____________
2 ноября
Приезд на Флотскую с бутылкой коньяка Владимира Муравьева («крестного папеньки»). Вижу его впервые. Беседует с Веничкой и Галей, незаметно на меня поглядывая. Галя после его ухода: «Ну, как тебе Муравьев?» – «Очень интересный», – отвечаю. «И ты ему тоже понравилась», – говорит она.
Вечером звонок Муравьева. Просит Ерофеева прочесть ему несколько строк из Бродского. Потом трубку берет Галя. По ее ответам понимаю, что речь идет обо мне. Отзывается вроде благожелательно: хорошая художница, знала Зверева и помогала ему, так что вроде опыт есть и т. д., и т. д. Спрашиваю Веничку: «А почему он обо мне расспрашивает?» – «Ничего особенного, – ответил он, – ведь ты его кума».
____________
3 ноября
Звонит Веничка. Очень просит меня переехать к нему, если Галя попадет в больницу. Обещает покупать продукты в магазине, ходить на цыпочках, когда я буду писать по работе отчет, и т. д., и т. д. Ставлю условие, чтобы он начал писать. Соглашается. «Если я два-три дня не попью, у меня сразу появляется желание писать. Без тебя мне очень грустно, – сказал он, – и если ты переедешь ко мне, тогда я к Новому году закончу “Фанни Каплан”. У меня предчувствие, что в 88-м году мы больше не увидимся. Ты найдешь какой-нибудь предлог для ссоры».
____________
(?) ноября
Ездили с Веничкой в Абрамцево и пробыли там три дня. Он очень хочет поехать в Петушки, чтобы наконец-то увидеть свою внучку Настеньку. Поручил мне купить для нее погремушки.
____________
23 ноября
Приезжаю на Флотскую. Встретил радостно. Подарил нью-йоркское издание «Глазами эксцентрика» с автографом: «Милой Наталье в надежде на то, что она хоть что-нибудь поймет в этой моей давнишней белиберде. В. Ер. 23/XI-87».
____________
3 декабря
Звонит Веня. Ему очень, очень плохо. Просит привезти корвалол. Приезжаю. Он в депрессии. Все время заводит Сибелиуса. На мой приезд почти не реагирует, но в знак благодарности за лекарство дарит мне давно обещанный «Континент», в котором опубликована «Вальпургиева ночь». Подписал: «Наталье Шмельковой с неизменной нежностью. В. Ероф. 3/XII-87».

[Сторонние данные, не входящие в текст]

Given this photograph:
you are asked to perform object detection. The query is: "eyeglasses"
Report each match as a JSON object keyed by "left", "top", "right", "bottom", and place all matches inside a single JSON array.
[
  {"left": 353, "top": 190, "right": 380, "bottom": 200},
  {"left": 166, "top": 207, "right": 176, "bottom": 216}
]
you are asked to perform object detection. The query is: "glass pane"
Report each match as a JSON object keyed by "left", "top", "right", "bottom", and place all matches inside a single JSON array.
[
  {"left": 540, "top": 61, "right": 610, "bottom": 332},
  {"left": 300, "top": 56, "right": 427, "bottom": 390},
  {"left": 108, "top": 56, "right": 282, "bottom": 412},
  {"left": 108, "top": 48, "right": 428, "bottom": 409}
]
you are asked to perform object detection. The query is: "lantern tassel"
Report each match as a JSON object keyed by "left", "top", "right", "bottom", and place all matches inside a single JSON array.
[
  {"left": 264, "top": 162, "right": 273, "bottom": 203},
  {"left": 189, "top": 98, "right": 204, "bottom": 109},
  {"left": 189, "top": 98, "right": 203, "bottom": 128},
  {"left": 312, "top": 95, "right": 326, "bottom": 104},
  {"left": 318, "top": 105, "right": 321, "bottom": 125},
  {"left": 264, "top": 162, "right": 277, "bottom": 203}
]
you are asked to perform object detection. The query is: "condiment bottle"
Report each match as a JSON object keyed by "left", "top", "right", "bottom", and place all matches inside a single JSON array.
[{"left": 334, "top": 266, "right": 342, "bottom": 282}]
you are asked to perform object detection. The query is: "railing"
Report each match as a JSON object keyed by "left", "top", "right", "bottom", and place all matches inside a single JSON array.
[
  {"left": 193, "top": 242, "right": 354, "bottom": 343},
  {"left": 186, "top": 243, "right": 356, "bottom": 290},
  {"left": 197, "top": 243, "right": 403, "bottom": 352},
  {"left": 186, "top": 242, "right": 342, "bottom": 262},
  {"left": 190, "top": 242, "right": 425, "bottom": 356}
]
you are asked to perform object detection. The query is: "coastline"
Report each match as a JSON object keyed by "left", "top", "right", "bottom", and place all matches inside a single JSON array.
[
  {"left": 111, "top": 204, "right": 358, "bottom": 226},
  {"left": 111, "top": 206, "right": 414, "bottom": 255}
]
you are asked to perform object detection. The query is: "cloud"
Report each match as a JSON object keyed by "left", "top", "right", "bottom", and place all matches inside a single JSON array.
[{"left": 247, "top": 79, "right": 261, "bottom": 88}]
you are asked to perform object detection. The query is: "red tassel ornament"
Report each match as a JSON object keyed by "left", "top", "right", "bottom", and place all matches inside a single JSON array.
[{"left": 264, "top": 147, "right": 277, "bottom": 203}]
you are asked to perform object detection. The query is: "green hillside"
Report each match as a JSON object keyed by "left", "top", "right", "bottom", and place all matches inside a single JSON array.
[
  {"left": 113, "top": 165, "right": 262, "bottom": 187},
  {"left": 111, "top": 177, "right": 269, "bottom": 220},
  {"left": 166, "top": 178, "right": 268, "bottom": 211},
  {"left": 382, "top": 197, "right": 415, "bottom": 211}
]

Разговорились о поэзии. Непонимание и досаду у Ерофеева вызывали поэты, не признающие, а то и просто «оплевывающие» своих знаменитых предшественников: и Пушкина, и Лермонтова, и Цветаеву, и многих других. Считал это признаком ущербности. «Какой же русский не заплачет от их строк? – возмущался Ерофеев. – Ведь они должны быть благодарны тем, из кого вышли!» Перед Цветаевой он преклонялся: «Что бы они без нее все делали?» Как-то сказал: «После того, как Марина намылила петлю, женщинам в поэзии вообще больше делать нечего». Правда, назвал при этом несколько достойных, по его мнению, имен. Не любит Ахматову. Даже раздраженно сказал: «Терпеть не могу эту бабу!» Я так оторопела от таких слов, что даже не спросила: «За что же? За рассудок? За ясность мысли? За что?»
P.S. Уже потом, прочтя как-то дневники Ю. Нагибина, наткнулась в них на такие строки об Ахматовой и Цветаевой: «…Беда Цветаевой, – пишет он, – если это беда, что она не создала себе позы, как Анна Ахматова. Та сознательно и неуклонно изображала великую поэтессу. Цветаева ею была». (Но это я так, к слову.)
К Ерофееву часто обращались молодые поэты с просьбой их послушать. В оценках своих он был беспредельно строг. Порою беспощаден. Если стихи нравились, слушал внимательно, не прерывая, если нет, то сразу делал выразительный жест рукой, чтобы чтение прекратить. В самых безнадежных ситуациях мог перейти и на резкость. Смеясь, рассказывал мне про одного поэта, специально приехавшего к нему, чтобы почитать свои стихи. Прослушав всего несколько строк, Ерофеев отрезал: «Достаточно. Это настолько мерзко и паскудно, что слушать дальше нету мочи». Разъяренный посетитель вскочиллсо стула и с возгласом: «Вы убиваете русских поэтов, и теперь я понимаю, почему вы живете в ведомственном доме» – выбежал из квартиры.